The panel decided that I should be awarded a Doctorate degree without further examination, subject to making the changes specified to the satisfaction of my internal examiner, a process that should take a couple of weeks. Then I submit hardbound copies of my thesis and I become a Doctor of Philosophy (Anthropology) at a conferring ceremony in Maynooth University in September 2020.


My thesis represents the culmination of groundbreaking and critically acclaimed work on John Millington’s Synge’s ethnographic photography, which was developed in the “Irish Headhunter” project with co-curator Dáithí De Mórdha. This led into this study of the skull measuring business and the associated development by Alfred Cort Haddon of an early form of modern visual ethnography in the west of Ireland in the 1890s. This project was truly collaborative and would not have been possible without the support of many people in Dublin, Cambridge, London, and, of course, Ballyheigue.

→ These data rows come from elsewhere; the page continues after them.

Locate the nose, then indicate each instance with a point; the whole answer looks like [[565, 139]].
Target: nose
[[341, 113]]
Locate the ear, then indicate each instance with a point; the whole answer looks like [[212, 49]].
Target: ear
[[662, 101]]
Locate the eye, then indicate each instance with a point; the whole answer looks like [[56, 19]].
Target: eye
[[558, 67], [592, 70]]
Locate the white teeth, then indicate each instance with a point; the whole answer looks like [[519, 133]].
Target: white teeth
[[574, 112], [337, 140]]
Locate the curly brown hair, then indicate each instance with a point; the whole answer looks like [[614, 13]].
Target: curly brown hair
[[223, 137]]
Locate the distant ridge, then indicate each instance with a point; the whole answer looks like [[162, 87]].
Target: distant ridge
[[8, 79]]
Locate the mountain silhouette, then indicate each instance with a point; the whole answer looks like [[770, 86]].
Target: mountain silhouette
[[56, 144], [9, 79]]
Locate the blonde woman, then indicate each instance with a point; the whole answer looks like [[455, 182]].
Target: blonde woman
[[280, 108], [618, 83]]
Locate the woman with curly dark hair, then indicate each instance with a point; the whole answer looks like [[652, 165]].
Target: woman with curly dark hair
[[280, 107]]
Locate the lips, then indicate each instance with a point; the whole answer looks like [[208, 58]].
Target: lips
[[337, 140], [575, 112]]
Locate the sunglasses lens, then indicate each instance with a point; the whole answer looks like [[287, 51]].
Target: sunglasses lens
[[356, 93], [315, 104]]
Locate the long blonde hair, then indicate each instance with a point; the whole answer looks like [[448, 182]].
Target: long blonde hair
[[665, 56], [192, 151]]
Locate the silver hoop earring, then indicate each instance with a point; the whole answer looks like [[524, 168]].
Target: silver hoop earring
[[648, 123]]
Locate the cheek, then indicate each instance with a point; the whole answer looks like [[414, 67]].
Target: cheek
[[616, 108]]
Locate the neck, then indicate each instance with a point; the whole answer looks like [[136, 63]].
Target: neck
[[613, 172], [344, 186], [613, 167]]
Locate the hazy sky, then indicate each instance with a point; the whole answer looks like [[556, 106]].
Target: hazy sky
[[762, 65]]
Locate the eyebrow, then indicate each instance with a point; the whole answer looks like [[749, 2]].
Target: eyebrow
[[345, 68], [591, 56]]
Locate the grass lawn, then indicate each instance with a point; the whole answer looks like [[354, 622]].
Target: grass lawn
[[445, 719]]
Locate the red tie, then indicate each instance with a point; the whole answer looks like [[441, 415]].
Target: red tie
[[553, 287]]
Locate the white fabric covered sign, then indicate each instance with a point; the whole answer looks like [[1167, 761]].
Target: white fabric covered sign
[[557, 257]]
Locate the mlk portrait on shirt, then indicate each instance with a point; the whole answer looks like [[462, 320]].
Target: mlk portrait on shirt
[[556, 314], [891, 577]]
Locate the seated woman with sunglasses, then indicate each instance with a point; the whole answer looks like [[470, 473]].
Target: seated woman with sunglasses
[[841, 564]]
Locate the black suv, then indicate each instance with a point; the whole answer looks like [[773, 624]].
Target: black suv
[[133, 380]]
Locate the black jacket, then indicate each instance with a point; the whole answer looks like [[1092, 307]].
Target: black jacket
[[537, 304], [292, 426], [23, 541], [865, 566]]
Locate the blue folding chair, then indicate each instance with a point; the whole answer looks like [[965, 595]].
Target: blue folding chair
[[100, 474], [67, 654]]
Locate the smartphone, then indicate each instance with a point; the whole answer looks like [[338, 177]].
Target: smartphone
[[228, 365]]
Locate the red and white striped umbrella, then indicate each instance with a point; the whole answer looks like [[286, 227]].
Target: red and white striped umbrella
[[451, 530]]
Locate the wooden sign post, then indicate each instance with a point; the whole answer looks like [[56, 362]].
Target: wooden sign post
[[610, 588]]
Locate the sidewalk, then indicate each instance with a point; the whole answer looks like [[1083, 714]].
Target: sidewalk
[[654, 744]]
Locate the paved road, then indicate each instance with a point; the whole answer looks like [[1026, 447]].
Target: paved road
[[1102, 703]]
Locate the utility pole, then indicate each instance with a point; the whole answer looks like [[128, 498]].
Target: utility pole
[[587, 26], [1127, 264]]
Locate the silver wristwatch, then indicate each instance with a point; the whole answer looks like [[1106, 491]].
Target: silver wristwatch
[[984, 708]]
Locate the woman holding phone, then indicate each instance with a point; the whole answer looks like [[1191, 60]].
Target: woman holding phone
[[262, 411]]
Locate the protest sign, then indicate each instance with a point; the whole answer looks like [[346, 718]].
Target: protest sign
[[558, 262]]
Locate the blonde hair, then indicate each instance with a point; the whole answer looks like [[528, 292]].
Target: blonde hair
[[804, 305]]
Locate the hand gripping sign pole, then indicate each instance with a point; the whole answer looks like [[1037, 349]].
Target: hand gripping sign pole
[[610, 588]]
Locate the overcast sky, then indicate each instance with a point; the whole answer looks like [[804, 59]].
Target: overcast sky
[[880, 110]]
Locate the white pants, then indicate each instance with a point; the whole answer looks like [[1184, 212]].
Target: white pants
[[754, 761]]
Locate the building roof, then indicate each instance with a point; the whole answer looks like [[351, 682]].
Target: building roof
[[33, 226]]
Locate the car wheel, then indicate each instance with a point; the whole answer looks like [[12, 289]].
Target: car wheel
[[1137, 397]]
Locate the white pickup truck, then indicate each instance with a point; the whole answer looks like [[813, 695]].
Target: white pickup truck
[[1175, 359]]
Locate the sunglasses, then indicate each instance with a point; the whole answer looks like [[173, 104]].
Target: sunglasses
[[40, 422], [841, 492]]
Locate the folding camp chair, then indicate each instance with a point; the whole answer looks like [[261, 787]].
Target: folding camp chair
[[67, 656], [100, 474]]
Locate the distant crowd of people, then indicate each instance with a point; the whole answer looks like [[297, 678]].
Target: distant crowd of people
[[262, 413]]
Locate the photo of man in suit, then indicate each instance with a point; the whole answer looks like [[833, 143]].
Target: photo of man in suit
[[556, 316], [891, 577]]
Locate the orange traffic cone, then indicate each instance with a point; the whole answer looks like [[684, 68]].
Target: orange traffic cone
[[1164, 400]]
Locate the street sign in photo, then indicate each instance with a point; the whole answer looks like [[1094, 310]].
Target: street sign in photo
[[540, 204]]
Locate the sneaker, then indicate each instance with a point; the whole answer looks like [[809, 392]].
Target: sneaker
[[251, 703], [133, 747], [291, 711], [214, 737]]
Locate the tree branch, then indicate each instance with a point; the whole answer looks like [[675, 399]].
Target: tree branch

There isn’t enough space to acknowledge individual contributions here, but I do want to acknowledge the support – financial and otherwise – of the Irish Research Council and Shanahan Research Group over a period of almost 5 years. With regard to the academic programme, I acknowledge the generosity of everyone in Cambridge University Library, Cambridge University Museum of Archaeology and Anthropology, the Haddon Library, Trinity College Dublin, and the support, hard work, patience, and perseverance of everyone in the Anthropology Department at Maynooth University.